Küba Devlet Başkanı Miguel Diaz-Canel, toplantıya, heyette yer alan Dışişleri Bakanı Bruno Rodriguez Parilla, Ekonomi ve Planlama Bakanı Alejandro Gil, Enerji ve Madenler Bakanı Vicente de la O Levy, Dış Ticaret ve Yatırım Bakanı Rodrigo Malmierca Díaz ve Küba Ankara Büyükelçisi Alejandro Francisco Diaz Palacios ile katıldı.

“Yaşasın Özgür Küba”, “Yaşasın Sosyalizm” pankartlarının, Türk ve Küba bayraklarının önünde konuşan Canel, Türkiye’deki Küba dostlarına teşekkür ederek söze başladı. “Coğrafya olarak uzak olmasına rağmen halkları yakın iki ülkeyiz, Türkiye’de Küba’yı anlatmak çok önemli” diyen Canel, “sizin çalışmalarınız sayesinde Türk halkı Küba devriminin kazanımlarını tanıyor” ifadelerini kullandı. Türkiye’de son dönemde Küba dostlarının yaptığı faaliyetleri anlatan Canel, şunları söyledi:

“Küba’nın sağlık emekçilerinin başarılarını anlattınız. Küba beşlisi ABD’de hapisteyken çabalarınız mutluluk vericiydi. Beş arkadaşımız sizin sayenizde serbestler. Sosyal medyada da Küba’yı savunmak için aktif şekilde çalışıyorsunuz. Kovid 19 döneminde, salgınla mücadele eden Henry Reeve Sağlık Tugayı’na Nobel Barış Ödülü kampanyası da çok önemliydi. Küba’ya yaptığınız bağışları aldık. Sizden gelen şırıngalar, Kübalı bilim adamlarının geliştirdiği aşılar ile buluştu, desteğinizle Küba’da Kovid kontrol altında. Aynı zamanda ABD ablukasına karşı yürüttüğünüz çalışma da çok değerli. Size teşekkür için çok gerekçe var.”

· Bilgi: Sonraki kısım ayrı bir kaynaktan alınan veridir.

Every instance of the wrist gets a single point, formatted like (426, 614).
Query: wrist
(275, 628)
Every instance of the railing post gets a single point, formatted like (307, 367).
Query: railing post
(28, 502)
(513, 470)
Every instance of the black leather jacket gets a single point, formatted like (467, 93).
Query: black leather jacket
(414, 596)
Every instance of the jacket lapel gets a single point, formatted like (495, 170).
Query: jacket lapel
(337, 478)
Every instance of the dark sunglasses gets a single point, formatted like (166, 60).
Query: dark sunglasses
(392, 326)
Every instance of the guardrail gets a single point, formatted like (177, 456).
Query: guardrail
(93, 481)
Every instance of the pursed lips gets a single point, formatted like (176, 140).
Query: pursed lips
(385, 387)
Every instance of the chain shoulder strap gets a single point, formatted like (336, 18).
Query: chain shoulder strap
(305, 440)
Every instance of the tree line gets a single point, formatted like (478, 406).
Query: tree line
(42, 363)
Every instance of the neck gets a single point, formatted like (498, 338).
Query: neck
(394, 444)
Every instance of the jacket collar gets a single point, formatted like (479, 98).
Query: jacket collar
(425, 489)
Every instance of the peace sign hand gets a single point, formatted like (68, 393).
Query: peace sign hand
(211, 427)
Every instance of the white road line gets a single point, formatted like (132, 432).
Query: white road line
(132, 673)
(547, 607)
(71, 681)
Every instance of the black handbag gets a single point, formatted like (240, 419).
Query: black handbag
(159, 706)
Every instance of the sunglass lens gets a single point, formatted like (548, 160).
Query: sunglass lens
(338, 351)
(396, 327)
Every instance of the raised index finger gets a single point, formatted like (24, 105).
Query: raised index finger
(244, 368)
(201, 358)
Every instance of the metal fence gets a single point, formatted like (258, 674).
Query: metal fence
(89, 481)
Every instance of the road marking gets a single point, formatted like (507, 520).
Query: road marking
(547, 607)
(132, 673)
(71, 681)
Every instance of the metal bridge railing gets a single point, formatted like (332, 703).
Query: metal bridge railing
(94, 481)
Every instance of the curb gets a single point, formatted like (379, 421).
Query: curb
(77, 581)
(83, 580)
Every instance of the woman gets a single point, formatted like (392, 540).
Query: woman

SOSYALİZMLE ÇELİŞEN ADIMIMIZ YOK

Miguel Diaz-Canel, konuşmasında, Küba’nın karşısındaki ABD ablukasının ağırlığını ve neler yapılabileceğini de anlattı:

“Ablukaya karşı mücadelede yapabileceğiniz en iyi şey Küba gerçekliğini iyi anlamak. Bu gerçeği mümkün olduğunca yaymanız, anlatmanız…”

Canel, “Küba gerçekliği” dediği durumu ise şöyle tanımladı: “Biz sosyalizm inşasını savunuyoruz. Bu da mümkün olan tüm alanlarda toplumsal adalete erişmek demek bizim için. Dolayısıyla sadece ekonomik hedeflerden bahsetmiyoruz. Bu tek başına bir anlam taşımaz. Herhangi bir ekonomik büyüme ancak kolektif refahı getirdiği, toplumsal adalet sağladığı sürece anlamlıdır.”

“Sosyalizm inşası”nın oldukça karmaşık bir süreç olduğunu söyleyen Canel, şöyle devam etti:

"Emperyalizm, sosyalizm inşasını engellemek için her türlü önlemi alıyor. Bizler sosyalizmi inşa etmeye çalışanlar ise sermaye aklına karşı, gelir dağılımın eşitlikçi olduğu ve sosyalizme varmaya çalışan bir toplumu kurmayı çok kritik görüyoruz. Temel sorunumuz bunu nasıl başaracağımız. Üstelik ufak ve yoksul bir ülkede, aynı zamanda dünyanın en büyük gücünün uyguladığı ablukada... Dolayısıyla Küba’da bir tarafta bu ideal var. Gelecekte ulaşmak niyetinde olduğumuz o değerli proje var. Öte yandan karmaşık ve zorlu momentte yapabileceklerimiz var. Yani içinde bulunduğumuz anda mümkün olan var. Ve bu güncel zaman içinde yapabildiklerimiz gelecekte yapmak istediklerimizle çelişki içinde değil.”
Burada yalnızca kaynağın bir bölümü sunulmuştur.